I understand the S3 content can't be exposed as a filesystem to the Python kernel. But we should have a way to access the S3 content from Python.

PhE commented 2 years ago

I managed to access the S3 content from my notebook with the s3fs module :

s3 = s3fs.S3FileSystem(
        key = os.environ['JUPYTERLAB_S3_ACCESS_KEY_ID'],
        secret = os.environ['JUPYTERLAB_S3_SECRET_ACCESS_KEY'],
        anon = False,
        client_kwargs = {'endpoint_url':os.environ['JUPYTERLAB_S3_ENDPOINT']},
)
s3.ls('my-bucket')  

It's working but is there a simplier way to get this s3fs access ?

I don't want my users to deal with the S3 credentials if they want to access the S3 content from their notebook.
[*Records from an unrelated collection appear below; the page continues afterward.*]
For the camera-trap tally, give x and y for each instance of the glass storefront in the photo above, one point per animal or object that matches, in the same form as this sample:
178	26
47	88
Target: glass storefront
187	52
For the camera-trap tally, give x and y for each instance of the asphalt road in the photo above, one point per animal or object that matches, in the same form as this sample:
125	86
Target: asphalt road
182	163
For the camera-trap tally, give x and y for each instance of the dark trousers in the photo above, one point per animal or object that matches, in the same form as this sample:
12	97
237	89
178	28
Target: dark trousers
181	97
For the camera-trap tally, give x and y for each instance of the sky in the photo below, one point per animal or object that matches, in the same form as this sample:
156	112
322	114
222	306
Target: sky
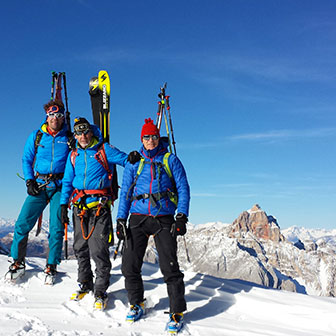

TerenceLiu98 commented 1 year ago

@PhE I also facing this problem. Have you solved this problem? If yes, could you please share the solution? Thanks! :)

PhE commented 1 year ago

@TerenceLiu98 I solved it with a different approach : I use rclone to mount the S3 bucket. I start a background process with the rclone command. In my case this is a kubernetes pod with 2 containers (one for rclone, the other for jupyter).

It is more stable than s3fs and the users can browse it as usual.

PhE commented 1 year ago

Found the described workaround.

TerenceLiu98 commented 1 year ago

@TerenceLiu98 I solved it with a different approach : I use rclone to mount the S3 bucket. I start a background process with the rclone command. In my case this is a kubernetes pod with 2 containers (one for rclone, the other for jupyter).

It is more stable than s3fs and the users can browse it as usual.

I use a similar way to solve the problem as well, instead of rclone, I use juicefs, however, my environment is only Docker so I could not bind them into one pod. However juicefs needs the privileged option as it is FUSE, is rclone the same?

PhE commented 1 year ago

rclone does not require the privileged option. A simple rclone mount is enough. We also use rclone sync as a cheap local file cache. A good point, compared to juicefs, is that the file/folder hierarchy is conserved in the S3 bucket. I mean what you see in the bucket are the real files and folders names and not some cryptic unusable chunks.

TerenceLiu98 commented 11 months ago

rclone does not require the privileged option. A simple rclone mount is enough. We also use rclone sync as a cheap local file cache. A good point, compared to juicefs, is that the file/folder hierarchy is conserved in the S3 bucket. I mean what you see in the bucket are the real files and folders names and not some cryptic unusable chunks.

I found a CSI driver - (k8s-csi-s3) using S3 as the StorageClass and using geesefs (which may have better performance than the rclone) for POSIX. It is good for the usage scenario where combining jupyterlab and S3. I have tried both of the k8s-csi-s3 and juicefs-csidriver, and both of them are working well; however, the juicefs need an extra database for the metadata storage.